Our arrival in the afternoon coincided perfectly with the Senegalese equivalent of “siesta time” – all was quiet. Finally, we roused the hotel managers, but unfortunately neither was happy for us to park and flip open our rooftop tent. A young chap had been hanging around during this time, watching and listening. Our search for a campsite had not fallen on deaf ears – he told us that there was indeed camping in Podor! We were sceptical, but followed him as he directed us to La Terrasse, a restaurant which offered simple rooms and camping.
It didn’t look promising when we arrived – no real camping to speak of, and the same siesta activities seemed to prevail. But then Kaz appeared, all smiles. Of course, he was keen for us to take a room – and proudly showed us his basic offering. However, we were keen to sleep in our own bed after a long day on the road. It took some explaining – in French, naturally – that we had our own “maison” (house) with the “chambre” (bedroom) on the roof, before he understood: we needed to move our vehicle into his backyard. ‘No problem,’ he declared when we pointed out that there was no gate. He merely took down a section of his fence so that we could negotiate our way between the tree and the standing tap into the back of the property, and park. At this stage, the whole extended family, and everyone else passing by, was waiting to see Viking Explorer flip open the tent to reveal our “chambre;” after which I proudly opened the tailgate to show where my “cuisine” (kitchen) was. Much head shaking, open mouths and laughter followed!

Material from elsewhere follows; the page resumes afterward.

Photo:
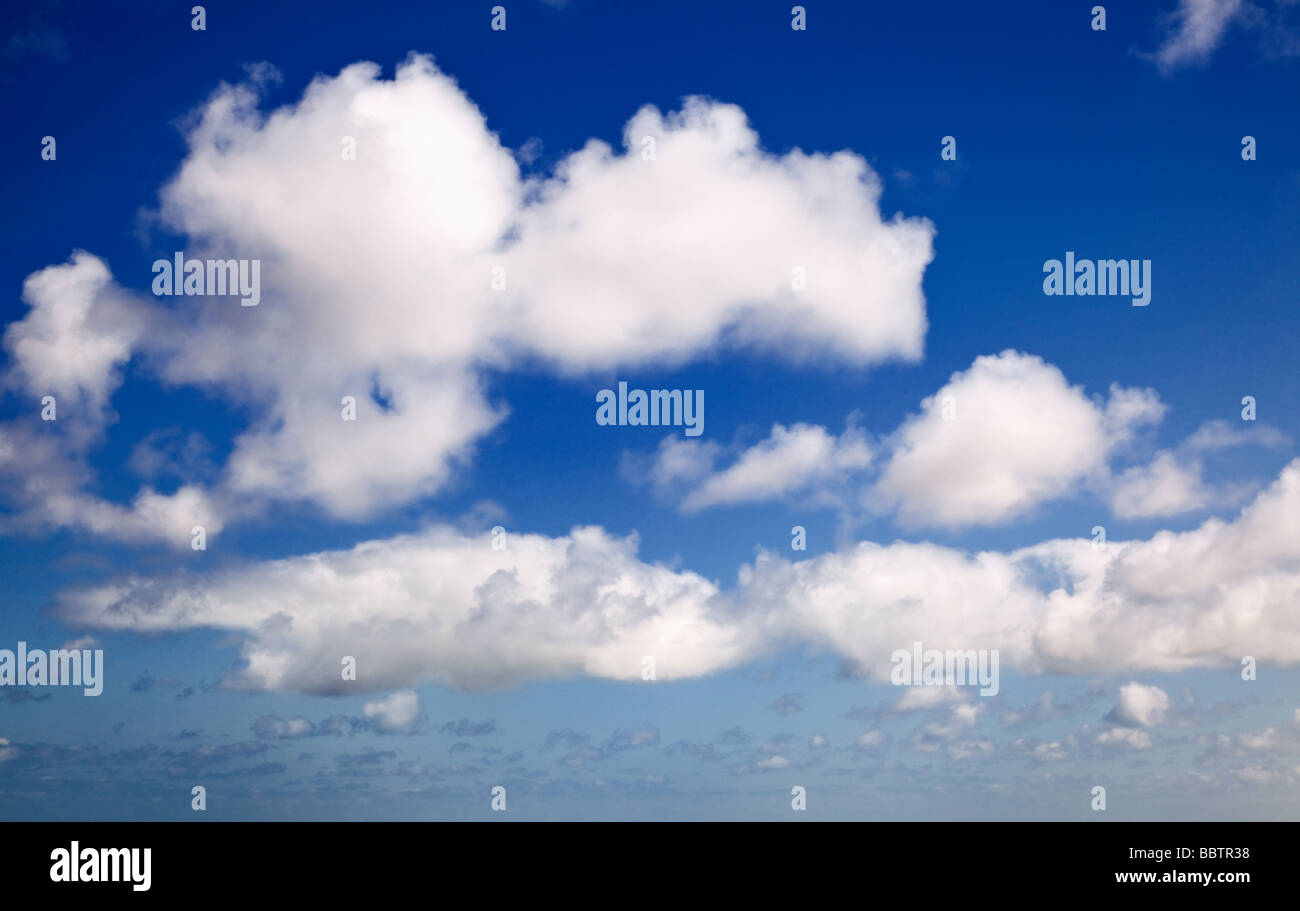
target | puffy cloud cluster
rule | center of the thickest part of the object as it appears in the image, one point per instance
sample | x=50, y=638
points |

Kaz was an interesting man. He spoke a little English – and was keen to practise – so the conversation was carried on in broken English, punctuated by French. One of his sisters lives in Germany and is a professor of sociology. His other sister lives next door, and works at a hotel south of Dakar. He commented particularly on the European style of marriage being more of a partnership than the Senegalese style – I believe an element of polygamy is still practised in the latter. He certainly seemed more worldly than either of us had really expected an inhabitant of a tiny, tucked-away African town to be. Stereotypes are just too lazy, sometimes.